CloneSet Rolling Updates

CloneSet rolling updates are governed by two parameters: maxUnavailable (how many pods can be down at once) and maxSurge (how many extra pods to create above the desired count). Together they control the rollout pace. Step through a 100-replica rollout with maxSurge at 5% and maxUnavailable at 10%:

Rolling Update100 replicas · maxSurge: 5 (5%) · maxUnavailable: 10 (10%)
Steady state
All 100 pods running current revision.
v1: 100total: 100
1 / 28

maxSurge makes rolling updates fast and safe: new pods come up before old ones go down. But surge exists to serve recreate updates where pods must be replaced. In-place updates patch pods without replacement. Surge has no role to play.

The Bug

CloneSet reconciliation runs in a fixed order inside calculateDiffsWithExpectation, the central diffing function:

func calculateDiffsWithExpectation(
    cs              *appsv1beta1.CloneSet,
    pods            []*v1.Pod,
    currentRevision string,
    updateRevision  string,
    isPodUpdate     IsPodUpdateFunc,
) (res expectationDiffs) {

This function computes the delta between current state and desired state: how many pods to create, delete, or update in place.

Deep inside sits the surge logic:

// Use surge for old and new revision updating
var updateSurge, updateOldRevisionSurge int
if util.IsIntPlusAndMinus(updateOldDiff, updateNewDiff) {
    if util.IntAbs(updateOldDiff) <= util.IntAbs(updateNewDiff) {
        updateSurge = util.IntAbs(updateOldDiff)

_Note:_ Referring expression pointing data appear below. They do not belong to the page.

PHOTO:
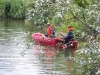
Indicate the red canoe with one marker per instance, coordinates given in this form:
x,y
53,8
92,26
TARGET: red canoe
x,y
56,42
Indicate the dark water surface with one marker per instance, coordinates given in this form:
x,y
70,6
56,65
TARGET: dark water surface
x,y
20,56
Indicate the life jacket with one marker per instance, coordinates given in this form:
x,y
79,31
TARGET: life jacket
x,y
69,29
48,30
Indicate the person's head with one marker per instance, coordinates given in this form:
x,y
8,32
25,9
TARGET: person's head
x,y
70,28
48,24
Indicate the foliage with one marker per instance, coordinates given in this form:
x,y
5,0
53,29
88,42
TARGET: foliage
x,y
13,9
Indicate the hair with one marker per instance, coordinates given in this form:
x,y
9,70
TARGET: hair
x,y
69,26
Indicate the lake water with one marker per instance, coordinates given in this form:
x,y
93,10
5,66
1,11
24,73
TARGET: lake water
x,y
20,56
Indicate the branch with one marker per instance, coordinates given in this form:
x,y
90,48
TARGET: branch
x,y
95,31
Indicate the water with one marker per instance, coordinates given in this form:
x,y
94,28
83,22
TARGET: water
x,y
20,56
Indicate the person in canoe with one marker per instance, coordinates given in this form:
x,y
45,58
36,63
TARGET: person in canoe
x,y
50,31
69,35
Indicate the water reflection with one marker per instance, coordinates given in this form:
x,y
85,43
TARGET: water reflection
x,y
55,62
37,59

The problem: this surge calculation sees a revision diff, computes surge, and tells the controller to create pods. It does not check whether the update can happen in place. That decision lives downstream. The pipeline order is: count pods needing update, compute surge, create surge pods, then check for in-place updates, and finally delete surplus.

For recreate updates, this ordering works. For in-place updates, surge fires before the controller knows that patching will handle the change:

Expectedin-place patch
1Before100
100 v1
2Complete100
100 v2
ActualmaxSurge: 5%
1Before100
100 v1
2Surge fires105
100 v1
5 thrash
3Complete100
100 v2

Five unnecessary pods, created and destroyed every reconciliation cycle.

The Fix

A single boolean gate on the surge path:

func calculateDiffsWithExpectation(
    ...
    canInPlaceUpdate bool,          // new parameter
    isPodUpdate      IsPodUpdateFunc,
) (res expectationDiffs) {
    // ...
    // When in-place update is possible, surge is unnecessary.
    if !canInPlaceUpdate && util.IsIntPlusAndMinus(updateOldDiff, updateNewDiff) {
    // ^^^^^^^^^^^^^^^^^    one boolean gate

Callers pre-compute the boolean via CanUpdateInPlace(). The function stays pure. All existing tests pass unchanged: canInPlaceUpdate=false preserves the original behavior for recreate updates.

Who's Affected

Every cluster running InPlaceIfPossible with maxSurge > 0 hits this silently. Each feature works in isolation: in-place update with maxSurge=0 never triggers the surge path, and surge with recreate updates behaves as designed. The thrashing only surfaces when both are active, an intersection no single-feature test covered.

The fix is upstream: openkruise/kruise#2377.